The following day he went back and he saw two Hebrews fighting with each other. He said to the one at fault, “Why are you beating one of your own people?”
14 Adam, “Kim seni başımıza yönetici ve yargıç atadı?” diye yanıtladı, “Mısırlı'yı öldürdüğün gibi beni de mi öldürmek istiyorsun?” O zaman Musa korkarak, “Bu iş ortaya çıkmış!” diye düşündü.
“Who put you in charge to judge us?” the man replied. “Are you going to kill me like you did the Egyptian?” Moses became frightened at this, and said to himself, “People know what I've done!”

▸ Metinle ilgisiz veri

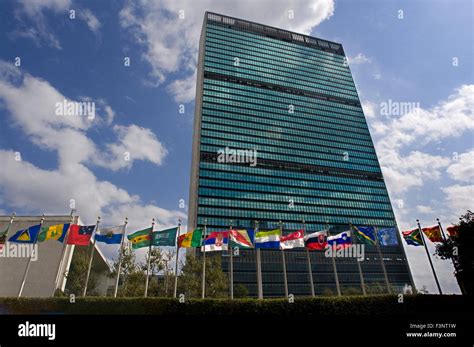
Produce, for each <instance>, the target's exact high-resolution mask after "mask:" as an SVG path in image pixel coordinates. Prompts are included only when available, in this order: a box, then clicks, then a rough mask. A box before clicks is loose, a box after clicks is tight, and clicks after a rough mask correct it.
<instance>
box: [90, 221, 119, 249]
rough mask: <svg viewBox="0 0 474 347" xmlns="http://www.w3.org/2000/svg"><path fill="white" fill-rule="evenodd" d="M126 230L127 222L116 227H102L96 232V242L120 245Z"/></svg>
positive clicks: (109, 244)
mask: <svg viewBox="0 0 474 347" xmlns="http://www.w3.org/2000/svg"><path fill="white" fill-rule="evenodd" d="M124 231H125V224H123V225H119V226H116V227H107V228H101V229H100V230H98V231H97V232H96V233H95V242H103V243H106V244H108V245H119V244H120V243H121V242H122V237H123V234H124Z"/></svg>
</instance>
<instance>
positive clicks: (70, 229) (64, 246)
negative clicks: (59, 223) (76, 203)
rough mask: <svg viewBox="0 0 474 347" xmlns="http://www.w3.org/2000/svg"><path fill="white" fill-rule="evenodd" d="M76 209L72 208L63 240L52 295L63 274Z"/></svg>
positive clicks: (54, 280) (51, 293)
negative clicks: (61, 272) (71, 227)
mask: <svg viewBox="0 0 474 347" xmlns="http://www.w3.org/2000/svg"><path fill="white" fill-rule="evenodd" d="M74 211H75V209H71V221H70V223H69V228H68V229H67V231H66V236H65V237H64V240H63V249H62V251H61V258H60V259H59V267H58V270H57V271H56V279H55V280H54V287H53V292H52V293H51V297H54V293H55V292H56V289H57V287H58V282H59V278H60V277H61V275H63V274H62V273H61V269H62V267H63V263H64V256H65V254H66V248H67V241H68V239H69V231H70V230H71V226H72V224H73V223H74Z"/></svg>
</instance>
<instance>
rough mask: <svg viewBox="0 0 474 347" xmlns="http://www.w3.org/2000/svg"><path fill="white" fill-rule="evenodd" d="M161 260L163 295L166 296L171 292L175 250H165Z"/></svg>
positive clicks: (163, 295)
mask: <svg viewBox="0 0 474 347" xmlns="http://www.w3.org/2000/svg"><path fill="white" fill-rule="evenodd" d="M162 255H163V257H162V261H163V275H164V276H163V277H164V281H163V296H165V297H168V296H170V295H171V294H172V293H173V284H174V267H173V265H174V264H175V263H174V260H175V255H176V251H175V250H174V249H168V250H165V251H164V252H163V253H162Z"/></svg>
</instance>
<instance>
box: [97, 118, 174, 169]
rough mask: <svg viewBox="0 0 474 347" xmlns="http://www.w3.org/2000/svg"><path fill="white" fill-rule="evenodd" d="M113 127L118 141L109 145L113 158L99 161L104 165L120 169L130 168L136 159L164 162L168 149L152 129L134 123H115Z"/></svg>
mask: <svg viewBox="0 0 474 347" xmlns="http://www.w3.org/2000/svg"><path fill="white" fill-rule="evenodd" d="M113 129H114V131H115V132H116V133H117V134H118V143H112V144H108V145H107V149H108V151H109V152H110V154H111V155H109V156H108V157H110V158H111V160H107V159H106V160H105V161H103V162H102V163H100V162H99V163H100V164H101V165H102V166H106V167H108V168H109V169H112V170H118V169H121V168H124V167H127V168H130V167H131V166H132V165H133V162H134V161H135V160H147V161H150V162H152V163H154V164H156V165H161V164H162V163H163V159H164V158H165V156H166V154H167V153H168V151H167V150H166V148H165V147H164V146H163V145H162V144H161V142H160V141H158V139H157V138H156V136H155V134H153V132H152V131H151V130H150V129H145V128H141V127H139V126H137V125H134V124H132V125H130V126H128V127H126V126H122V125H115V126H114V127H113ZM124 158H125V159H124Z"/></svg>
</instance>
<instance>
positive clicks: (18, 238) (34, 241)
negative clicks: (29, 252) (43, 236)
mask: <svg viewBox="0 0 474 347" xmlns="http://www.w3.org/2000/svg"><path fill="white" fill-rule="evenodd" d="M40 228H41V225H40V224H37V225H33V226H31V227H29V228H26V229H21V230H18V231H17V232H16V233H15V234H13V235H12V236H11V237H10V238H9V239H8V241H9V242H16V243H36V240H37V238H38V234H39V232H40Z"/></svg>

15 Firavun olayı duyunca Musa'yı öldürtmek istedi. Ancak Musa ondan kaçıp Midyan yöresine gitti. Bir kuyunun başında otururken
When Pharaoh found out, he tried to have Moses killed, but Moses ran away from Pharaoh and went to live in Midian. One day as he was sitting by a well,
16 Midyanlı bir kâhinin yedi kızı su çekmeye geldi. Babalarının sürüsünü suvarmak için yalakları dolduruyorlardı.
and the Midianite priest's seven daughters came to fetch water to fill up the troughs so their father's flock could drink.
17 Ama bazı çobanlar gelip onları kovmak istedi. Musa kızların yardımına koşup hayvanlarını suvardı.
Some shepherds arrived and chased them off, but Moses intervened and rescued them, and watered their flock.
18 Sonra kızlar babaları Reuel'in yanına döndüler. Reuel, “Nasıl oldu da bugün böyle tez geldiniz?” diye sordu.
When they got home, their father Reuel asked them, “How did you get back so quickly today?”
19 Kızlar, “Mısırlı bir adam bizi çobanların elinden kurtardı” diye yanıtladılar, “Üstelik bizim için su çekip hayvanlara verdi.”
“An Egyptian rescued us from some shepherds who attacked us,” they replied. “Then he even fetched water for us so the flock could drink.”
20 Babaları, “Nerede o?” diye sordu, “Niçin adamı dışarıda bıraktınız? Gidin onu yemeğe çağırın.”
“So where is he?” Reuel asked his daughter. “You didn't just leave him there, did you? Go and invite him to eat with us!”
21 Musa Reuel'in yanında kalmayı kabul etti. Reuel de kızı Sippora'yı onunla evlendirdi.
Moses agreed to stay with the man, who arranged for his daughter Zipporah to marry Moses.
22 Sippora bir erkek çocuk doğurdu. Musa, “Garibim bu yabancı ülkede” diyerek çocuğa Gerşom adını verdi.
She had a son, and Moses named him Gershom, for he said, “I'm an exile living in a foreign country.”
23 Aradan yıllar geçti, bu arada Mısır Kralı öldü. İsrailliler hâlâ kölelik altında inliyor, feryat ediyorlardı. Sonunda yakarışları Tanrı'ya erişti.
Years later, the king of Egypt died. But the Israelites were still groaning under their hard labor. Their cries for help because of their hardship reached God.
24 Tanrı iniltilerini duydu; İbrahim, İshak ve Yakup'la yaptığı antlaşmayı anımsadı.
God heard their groans, and recalled his agreement with Abraham, Isaac, and Jacob.
25 İsrailliler'e baktı ve onlara ilgi gösterdi.
God also looked sympathetically on the Israelites, and was concerned for them.